In-house counsel and clients quite reasonably want to know how they can fight this abuse.
In recent years the federal courts have developed a legal principle known as the “apex doctrine.” The idea is that courts want to limit the severe burden caused by depositions of high-level officers to prevent it being used for unfair advantage, while still preserving the right to take necessary depositions to find relevant information. In the Eastern District of Pennsylvania the leading reported case on the doctrine is Reif v. CNA, 248 F.R.D. 448 (E.D. Pa. 2008). As the Reif court explained, courts focus on two issues in deciding apex cases: 1) whether the executives’ possess personal or superior unique knowledge and 2) whether the information could be obtained from lower level employees or through less burdensome means.
The federal courts have continued to expound this doctrine through more recent unreported cases, including In re Tylenol (Acetaminophen) Mktg., No. 2:13-MD-02436, 2014 WL 3035791, decided in July 2014, and United States ex rel. Galmines v. Novartis Pharm. Corp., No. CV 06-3213, 2015 WL 4973626, decided in August, 2015. As the Tylenol court explained it, “[s]imply stated, the apex doctrine applies when those at the top of the company, i.e. men and women at the ‘apex,’ really don’t have personal knowledge about what is going on with the product, or its marketing, or its financing or really anything else that might be of interest to the plaintiffs, or the attorneys, or the jury, or the court.”
The apex doctrine isn’t a “get out of jail free” card for your executives, though.
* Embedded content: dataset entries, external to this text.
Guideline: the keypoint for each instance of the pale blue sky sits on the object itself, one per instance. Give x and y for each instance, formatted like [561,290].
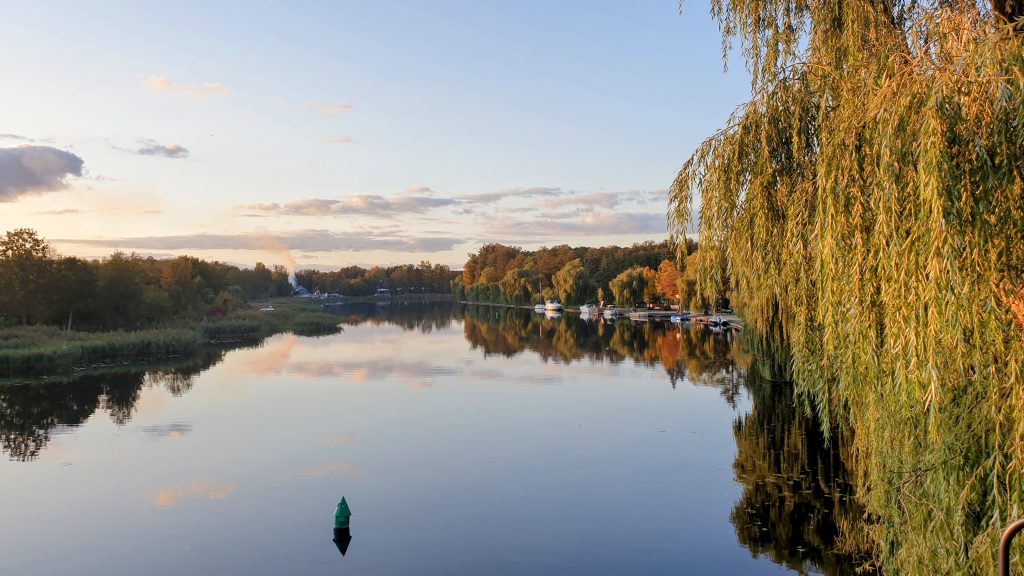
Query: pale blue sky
[216,128]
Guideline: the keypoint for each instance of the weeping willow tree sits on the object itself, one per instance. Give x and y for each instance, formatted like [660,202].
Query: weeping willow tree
[866,203]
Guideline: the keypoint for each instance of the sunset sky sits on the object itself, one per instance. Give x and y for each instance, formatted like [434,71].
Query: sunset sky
[351,132]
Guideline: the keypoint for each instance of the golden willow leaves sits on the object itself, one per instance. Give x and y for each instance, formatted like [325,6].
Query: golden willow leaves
[867,203]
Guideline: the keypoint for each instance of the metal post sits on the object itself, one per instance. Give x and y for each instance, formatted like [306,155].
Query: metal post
[1008,538]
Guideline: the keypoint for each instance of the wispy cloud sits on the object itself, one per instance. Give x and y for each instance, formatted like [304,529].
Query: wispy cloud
[305,241]
[589,223]
[328,109]
[153,148]
[492,197]
[163,84]
[607,200]
[370,205]
[58,212]
[35,169]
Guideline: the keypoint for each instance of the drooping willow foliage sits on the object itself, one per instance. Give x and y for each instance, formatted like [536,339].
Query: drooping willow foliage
[868,204]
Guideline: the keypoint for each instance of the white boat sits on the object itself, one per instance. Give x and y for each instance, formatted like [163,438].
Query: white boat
[718,323]
[612,313]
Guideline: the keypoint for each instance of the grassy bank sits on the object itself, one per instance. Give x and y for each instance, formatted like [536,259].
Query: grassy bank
[38,350]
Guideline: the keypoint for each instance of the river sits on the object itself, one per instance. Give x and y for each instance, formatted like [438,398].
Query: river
[466,440]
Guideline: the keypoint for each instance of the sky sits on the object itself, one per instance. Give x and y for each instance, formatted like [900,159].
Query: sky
[374,132]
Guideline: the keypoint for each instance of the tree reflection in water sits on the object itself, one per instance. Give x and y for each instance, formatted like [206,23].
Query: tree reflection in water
[797,506]
[31,413]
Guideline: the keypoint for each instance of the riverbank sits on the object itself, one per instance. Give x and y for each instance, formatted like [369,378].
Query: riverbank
[41,350]
[696,318]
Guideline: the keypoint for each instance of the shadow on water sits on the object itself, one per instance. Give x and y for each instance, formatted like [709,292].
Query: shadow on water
[797,506]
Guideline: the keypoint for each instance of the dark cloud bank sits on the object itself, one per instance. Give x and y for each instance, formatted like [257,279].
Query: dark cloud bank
[35,169]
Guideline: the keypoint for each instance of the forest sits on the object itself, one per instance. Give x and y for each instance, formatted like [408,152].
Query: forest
[634,276]
[127,291]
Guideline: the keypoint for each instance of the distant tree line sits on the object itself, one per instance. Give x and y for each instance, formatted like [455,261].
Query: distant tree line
[357,281]
[38,286]
[644,273]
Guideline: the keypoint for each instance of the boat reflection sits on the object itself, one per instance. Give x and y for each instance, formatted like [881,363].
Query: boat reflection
[798,504]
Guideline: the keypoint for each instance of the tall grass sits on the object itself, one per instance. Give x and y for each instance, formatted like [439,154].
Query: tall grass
[39,350]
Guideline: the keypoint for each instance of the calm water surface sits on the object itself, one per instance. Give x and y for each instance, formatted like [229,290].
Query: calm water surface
[466,441]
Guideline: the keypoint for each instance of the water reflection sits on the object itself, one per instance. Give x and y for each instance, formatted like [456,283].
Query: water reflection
[31,413]
[797,506]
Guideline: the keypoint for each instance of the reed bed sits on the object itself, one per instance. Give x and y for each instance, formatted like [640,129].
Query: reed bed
[42,350]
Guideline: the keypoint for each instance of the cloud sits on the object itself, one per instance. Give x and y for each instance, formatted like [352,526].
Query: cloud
[608,200]
[35,169]
[59,212]
[492,197]
[305,241]
[163,84]
[589,223]
[364,204]
[152,148]
[328,109]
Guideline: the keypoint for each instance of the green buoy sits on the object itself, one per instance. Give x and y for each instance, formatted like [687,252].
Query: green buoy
[342,534]
[342,513]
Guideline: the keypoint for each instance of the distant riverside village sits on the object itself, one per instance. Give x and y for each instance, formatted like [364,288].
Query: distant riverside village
[125,290]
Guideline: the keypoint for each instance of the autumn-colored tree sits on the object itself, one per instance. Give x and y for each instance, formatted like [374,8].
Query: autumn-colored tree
[668,280]
[572,284]
[629,287]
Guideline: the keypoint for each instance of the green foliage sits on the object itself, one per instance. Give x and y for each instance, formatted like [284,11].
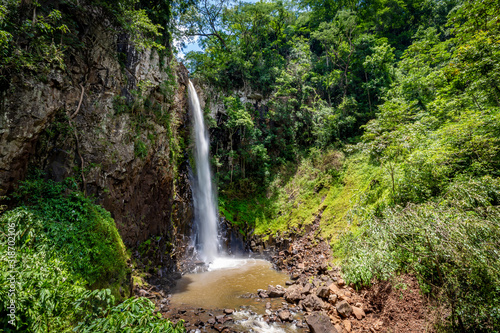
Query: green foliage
[135,315]
[36,36]
[451,244]
[80,231]
[140,149]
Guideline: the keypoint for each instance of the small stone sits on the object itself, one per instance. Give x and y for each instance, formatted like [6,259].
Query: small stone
[358,312]
[319,323]
[332,299]
[219,327]
[323,292]
[284,315]
[347,325]
[313,302]
[307,288]
[334,289]
[344,309]
[277,291]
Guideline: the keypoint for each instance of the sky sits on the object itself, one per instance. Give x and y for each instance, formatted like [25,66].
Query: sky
[194,45]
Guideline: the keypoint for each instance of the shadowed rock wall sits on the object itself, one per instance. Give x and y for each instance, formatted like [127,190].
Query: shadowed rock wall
[123,139]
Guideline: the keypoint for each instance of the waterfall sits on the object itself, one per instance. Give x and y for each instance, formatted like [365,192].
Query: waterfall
[205,212]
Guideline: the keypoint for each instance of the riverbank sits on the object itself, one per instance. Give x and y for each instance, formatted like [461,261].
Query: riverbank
[314,299]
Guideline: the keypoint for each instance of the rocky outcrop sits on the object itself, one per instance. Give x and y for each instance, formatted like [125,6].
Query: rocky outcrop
[117,121]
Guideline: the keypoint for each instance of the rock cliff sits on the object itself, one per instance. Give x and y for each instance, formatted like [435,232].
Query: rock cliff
[117,121]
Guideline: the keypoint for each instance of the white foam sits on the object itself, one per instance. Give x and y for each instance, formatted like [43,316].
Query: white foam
[255,323]
[228,263]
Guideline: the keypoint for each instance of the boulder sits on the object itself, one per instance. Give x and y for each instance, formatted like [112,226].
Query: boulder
[312,302]
[358,312]
[344,309]
[285,315]
[293,294]
[319,323]
[307,288]
[323,292]
[262,294]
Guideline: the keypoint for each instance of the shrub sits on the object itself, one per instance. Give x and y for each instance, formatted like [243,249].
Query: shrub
[451,244]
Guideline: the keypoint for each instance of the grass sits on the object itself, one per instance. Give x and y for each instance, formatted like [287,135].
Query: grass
[321,182]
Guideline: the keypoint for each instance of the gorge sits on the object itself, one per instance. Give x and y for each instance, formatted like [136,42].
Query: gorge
[316,166]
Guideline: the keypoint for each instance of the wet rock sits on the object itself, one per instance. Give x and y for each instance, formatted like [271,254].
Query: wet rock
[293,294]
[277,291]
[347,325]
[219,327]
[285,315]
[312,302]
[307,288]
[344,309]
[358,312]
[319,323]
[323,292]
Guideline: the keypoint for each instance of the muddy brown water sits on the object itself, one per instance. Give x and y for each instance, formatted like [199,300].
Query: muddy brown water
[224,285]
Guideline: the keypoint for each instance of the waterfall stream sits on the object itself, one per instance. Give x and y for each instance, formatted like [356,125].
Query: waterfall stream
[205,211]
[228,278]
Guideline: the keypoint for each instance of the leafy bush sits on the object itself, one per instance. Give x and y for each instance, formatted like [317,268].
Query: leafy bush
[452,244]
[62,242]
[80,231]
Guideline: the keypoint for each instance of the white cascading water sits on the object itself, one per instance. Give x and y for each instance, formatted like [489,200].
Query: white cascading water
[205,211]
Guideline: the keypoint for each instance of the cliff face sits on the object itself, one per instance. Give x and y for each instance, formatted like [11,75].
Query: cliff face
[114,119]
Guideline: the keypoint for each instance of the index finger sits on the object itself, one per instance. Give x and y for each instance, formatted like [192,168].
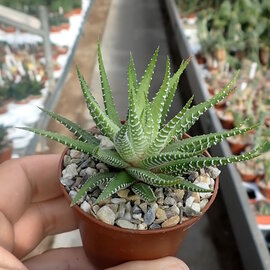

Instead it is merely a recognition that there is usually a more convenient, less expensive way to obtain the same information. The party seeking to avoid the deposition still bears the burden of persuading the court that the high-level deposition is too great a burden and a less burdensome method of discovery may be available.
In light of this doctrine, a litigant seeking to depose a high level executive should be able to show the relevance of the proposed testimony, and the involvement of the executive in the decisions and actions which undergird the lawsuit. The party seeking to avoid the deposition should take the opposite tack, portraying the request as insufficiently specific and irrelevant, and highlight other, less burdensome means of getting the information. In particular, the party resisting the deposition should try to come forward with a lower-level employee who actually has hands-on knowledge and could productively answer relevant questions. That goes a long way toward revealing that the original demand for the executive’s deposition was only a sham seeking to cause burden and not a legitimate attempt to gain information and move the lawsuit along.